A los hermanos Arellano Hernández también les sacaban la vuelta los empresarios de Mazatlán, sobre todo los turisteros. Eran muy jóvenes y se habían enriquecido “inexplicablemente” muy rápido. Decenas de empresas a su nombre iban y venían, se creaban y desaparecían, depósitos millonarios en efectivo que entraban y salían al día siguiente para irse a otra empresa del mismo grupo. Y, por si fuera poco, pleitos familiares de Juan José, que terminó quitándole los hijos a su primera esposa, Angélica Cristerna, con la ayuda del entonces alcalde panista, Alejandro Higuera, al que luego integró a su nómina.

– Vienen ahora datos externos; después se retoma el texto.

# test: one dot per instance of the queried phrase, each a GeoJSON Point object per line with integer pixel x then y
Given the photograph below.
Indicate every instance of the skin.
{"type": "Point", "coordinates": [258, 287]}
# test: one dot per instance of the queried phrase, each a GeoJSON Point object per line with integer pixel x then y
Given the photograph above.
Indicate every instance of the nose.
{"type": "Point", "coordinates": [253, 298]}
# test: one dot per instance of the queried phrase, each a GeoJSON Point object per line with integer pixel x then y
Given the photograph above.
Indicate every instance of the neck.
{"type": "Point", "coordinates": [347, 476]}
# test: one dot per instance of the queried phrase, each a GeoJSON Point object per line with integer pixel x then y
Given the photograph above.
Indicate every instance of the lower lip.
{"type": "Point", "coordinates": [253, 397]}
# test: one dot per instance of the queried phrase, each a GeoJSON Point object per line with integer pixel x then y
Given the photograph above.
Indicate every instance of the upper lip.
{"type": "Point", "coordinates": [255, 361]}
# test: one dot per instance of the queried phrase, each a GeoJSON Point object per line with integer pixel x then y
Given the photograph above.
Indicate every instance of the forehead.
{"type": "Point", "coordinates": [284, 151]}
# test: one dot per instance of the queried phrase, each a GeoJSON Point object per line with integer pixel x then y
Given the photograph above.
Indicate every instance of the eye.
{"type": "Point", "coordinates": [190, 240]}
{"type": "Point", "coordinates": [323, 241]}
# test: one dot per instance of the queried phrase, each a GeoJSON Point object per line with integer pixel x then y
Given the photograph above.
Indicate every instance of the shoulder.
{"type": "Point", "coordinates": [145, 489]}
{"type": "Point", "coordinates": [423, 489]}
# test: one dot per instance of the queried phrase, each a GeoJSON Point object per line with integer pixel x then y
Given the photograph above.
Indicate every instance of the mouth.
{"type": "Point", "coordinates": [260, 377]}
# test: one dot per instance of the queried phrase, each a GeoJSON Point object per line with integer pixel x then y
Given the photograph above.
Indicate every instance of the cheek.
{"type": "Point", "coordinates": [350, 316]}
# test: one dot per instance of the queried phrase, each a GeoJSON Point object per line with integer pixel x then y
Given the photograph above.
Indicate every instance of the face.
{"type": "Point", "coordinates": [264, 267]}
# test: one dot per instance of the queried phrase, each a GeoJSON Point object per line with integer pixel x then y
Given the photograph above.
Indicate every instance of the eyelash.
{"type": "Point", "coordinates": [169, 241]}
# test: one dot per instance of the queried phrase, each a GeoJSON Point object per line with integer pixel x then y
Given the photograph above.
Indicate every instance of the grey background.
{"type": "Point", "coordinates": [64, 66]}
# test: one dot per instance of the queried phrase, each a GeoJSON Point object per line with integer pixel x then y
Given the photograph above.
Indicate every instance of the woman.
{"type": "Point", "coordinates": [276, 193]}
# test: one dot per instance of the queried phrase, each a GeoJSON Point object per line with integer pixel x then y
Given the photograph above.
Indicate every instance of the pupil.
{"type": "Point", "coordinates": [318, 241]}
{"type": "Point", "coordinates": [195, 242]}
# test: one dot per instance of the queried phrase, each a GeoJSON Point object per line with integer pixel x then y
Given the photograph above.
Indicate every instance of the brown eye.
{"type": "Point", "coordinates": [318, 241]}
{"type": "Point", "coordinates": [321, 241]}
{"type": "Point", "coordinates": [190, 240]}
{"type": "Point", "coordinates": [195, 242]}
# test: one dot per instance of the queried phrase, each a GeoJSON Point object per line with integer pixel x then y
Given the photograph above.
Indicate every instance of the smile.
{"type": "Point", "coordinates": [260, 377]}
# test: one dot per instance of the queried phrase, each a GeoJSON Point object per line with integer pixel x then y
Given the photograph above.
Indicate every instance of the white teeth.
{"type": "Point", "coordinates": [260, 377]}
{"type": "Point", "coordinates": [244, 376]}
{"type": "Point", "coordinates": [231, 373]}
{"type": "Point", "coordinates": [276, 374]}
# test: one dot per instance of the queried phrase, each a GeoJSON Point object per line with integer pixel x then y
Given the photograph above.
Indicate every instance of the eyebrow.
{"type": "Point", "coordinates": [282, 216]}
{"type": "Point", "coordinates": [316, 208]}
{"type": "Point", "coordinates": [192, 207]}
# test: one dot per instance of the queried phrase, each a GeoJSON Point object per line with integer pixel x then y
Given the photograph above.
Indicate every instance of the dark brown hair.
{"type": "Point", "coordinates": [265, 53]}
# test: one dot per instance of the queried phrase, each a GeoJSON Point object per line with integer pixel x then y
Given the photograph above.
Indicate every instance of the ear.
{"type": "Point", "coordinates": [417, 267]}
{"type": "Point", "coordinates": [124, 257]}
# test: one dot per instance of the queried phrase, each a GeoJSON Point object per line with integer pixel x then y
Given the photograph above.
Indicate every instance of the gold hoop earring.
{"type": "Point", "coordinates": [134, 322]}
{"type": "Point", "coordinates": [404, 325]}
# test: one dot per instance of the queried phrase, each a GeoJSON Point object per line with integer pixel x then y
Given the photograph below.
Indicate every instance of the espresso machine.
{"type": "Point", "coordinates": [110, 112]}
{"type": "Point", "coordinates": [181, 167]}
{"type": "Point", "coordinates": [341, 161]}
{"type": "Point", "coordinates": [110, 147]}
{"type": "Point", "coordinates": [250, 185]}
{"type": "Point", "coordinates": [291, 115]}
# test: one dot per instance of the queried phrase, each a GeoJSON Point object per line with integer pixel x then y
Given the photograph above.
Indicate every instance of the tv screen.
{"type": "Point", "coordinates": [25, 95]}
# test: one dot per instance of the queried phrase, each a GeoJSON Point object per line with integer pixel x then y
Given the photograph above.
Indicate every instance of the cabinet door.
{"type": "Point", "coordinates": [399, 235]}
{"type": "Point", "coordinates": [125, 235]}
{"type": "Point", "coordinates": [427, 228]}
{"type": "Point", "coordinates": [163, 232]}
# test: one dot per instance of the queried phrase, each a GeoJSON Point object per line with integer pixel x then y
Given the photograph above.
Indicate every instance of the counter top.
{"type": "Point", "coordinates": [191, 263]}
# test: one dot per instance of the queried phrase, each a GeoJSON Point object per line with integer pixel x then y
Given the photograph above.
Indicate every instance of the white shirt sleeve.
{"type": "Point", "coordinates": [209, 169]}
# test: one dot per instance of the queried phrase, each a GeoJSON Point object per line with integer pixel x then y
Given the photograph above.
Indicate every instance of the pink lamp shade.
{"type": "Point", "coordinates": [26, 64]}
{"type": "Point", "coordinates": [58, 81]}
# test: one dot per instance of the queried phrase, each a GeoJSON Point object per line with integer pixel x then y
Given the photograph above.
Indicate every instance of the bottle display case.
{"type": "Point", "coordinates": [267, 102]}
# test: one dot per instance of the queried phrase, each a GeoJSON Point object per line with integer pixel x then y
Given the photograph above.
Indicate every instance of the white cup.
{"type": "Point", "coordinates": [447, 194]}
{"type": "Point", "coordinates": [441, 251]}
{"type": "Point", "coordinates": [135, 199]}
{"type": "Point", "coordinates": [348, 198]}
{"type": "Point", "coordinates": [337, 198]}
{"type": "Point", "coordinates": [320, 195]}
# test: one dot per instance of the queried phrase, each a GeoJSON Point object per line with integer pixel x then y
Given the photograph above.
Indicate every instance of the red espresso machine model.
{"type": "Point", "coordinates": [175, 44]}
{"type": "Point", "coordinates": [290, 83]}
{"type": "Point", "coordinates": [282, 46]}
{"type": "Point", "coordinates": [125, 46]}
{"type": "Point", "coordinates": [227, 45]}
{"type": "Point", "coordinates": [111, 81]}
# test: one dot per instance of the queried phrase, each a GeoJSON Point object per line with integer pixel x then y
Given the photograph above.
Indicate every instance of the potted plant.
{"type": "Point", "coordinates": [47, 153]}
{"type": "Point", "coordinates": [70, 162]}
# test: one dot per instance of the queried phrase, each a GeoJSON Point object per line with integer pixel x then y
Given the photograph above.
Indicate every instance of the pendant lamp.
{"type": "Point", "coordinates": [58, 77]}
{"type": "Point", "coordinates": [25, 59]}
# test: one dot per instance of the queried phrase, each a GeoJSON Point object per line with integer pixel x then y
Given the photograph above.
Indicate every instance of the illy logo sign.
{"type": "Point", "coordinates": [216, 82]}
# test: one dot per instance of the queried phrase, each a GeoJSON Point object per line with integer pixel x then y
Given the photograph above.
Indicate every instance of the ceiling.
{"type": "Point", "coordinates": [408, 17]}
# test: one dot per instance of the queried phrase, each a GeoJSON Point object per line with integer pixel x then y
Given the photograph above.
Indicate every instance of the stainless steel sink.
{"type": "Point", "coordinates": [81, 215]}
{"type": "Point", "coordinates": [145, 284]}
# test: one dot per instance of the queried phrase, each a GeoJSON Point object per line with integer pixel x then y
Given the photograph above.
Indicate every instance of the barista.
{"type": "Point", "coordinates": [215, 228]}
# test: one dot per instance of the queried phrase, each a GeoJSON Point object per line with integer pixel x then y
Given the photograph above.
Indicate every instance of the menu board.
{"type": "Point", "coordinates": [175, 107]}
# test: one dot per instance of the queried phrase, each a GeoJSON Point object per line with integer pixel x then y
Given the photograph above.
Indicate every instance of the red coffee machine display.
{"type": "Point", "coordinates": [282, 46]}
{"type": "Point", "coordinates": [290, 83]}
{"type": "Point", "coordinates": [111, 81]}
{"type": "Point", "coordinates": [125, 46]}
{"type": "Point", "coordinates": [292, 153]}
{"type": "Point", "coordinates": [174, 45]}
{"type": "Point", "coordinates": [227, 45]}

Pero también en el puerto los empresarios cedieron. Juan José hizo un rodeo por las esferas del poder y les llegó por arriba, no por el lado del Químico Benítez, —que estaba endiosado con ellos y a quien vieron solo como un tonto útil—, sino desde los más altos niveles. Zanjado el tema legal hasta por la acusación de que eran parte del conglomerado de empresas ligadas a Genaro García Luna, recibieron un regalo por parte de la Agencia Nacional de Aduanas en México: el centro logístico llamado Mazatlán Logistics Center, la joya del Grupo ARHE.
Bola y cadena
JUAN JOSÉ ARELLANO HERNÁNDEZ es tan hábil que hace meses se metió hasta en la Casa Blanca, durante la conmemoración del Mes de la Herencia Hispana. Al evento, organizado por The Hispanic 100 Foundation, fue invitado por el embajador de México en Washington, Esteban Moctezuma. Y en 2023 apadrinó al equipo Amazonas de Yaxunah, de Yucatán, durante un partido amistoso en el Chase Field, casa del Arizona Diamondbacks.
Sentido contrario
PERO ESO ES LO DE MENOS, hace un mes, el Comité de la Hispanic Prosperity Gala otorgó en Mar-a-Lago, Florida, el premio al Mejor Empresario del Año a Juan José Arellano; se dijo que por “su visión estratégica y capacidad de impacto trascienden fronteras y generan desarrollo económico con sentido social”… Pero el señor solo había abierto una “cadena” de hamburguesas que, hasta ahora, tiene seis tiendas. Lo relevante es que también recibió la presea, entre otros, Javier Milei, presidente de Argentina. Ya en 2024 el empresario había asistido a la residencia de Donald Trump en Mar-a-Lago, a una reunión donde asistieron alrededor de 200 empresarios, parte de la comunidad de inversionistas hispanos en los Estados Unidos.
Humo negro
“DE NINGUNA MANERA volveré a México. No soporto estar en un país más surrealista que mis pinturas”, dicen que dijo alguna vez Salvador Dalí. Y al francés André Bretón, padre del surrealismo, se le atribuye el dicho de que a México había que intentar entenderlo no por la razón, sino por el absurdo. México, según dijo, “es el país más surrealista del mundo”.
Artículo publicado el 15 de marzo de 2026 en la edición 1207 del semanario Ríodoce.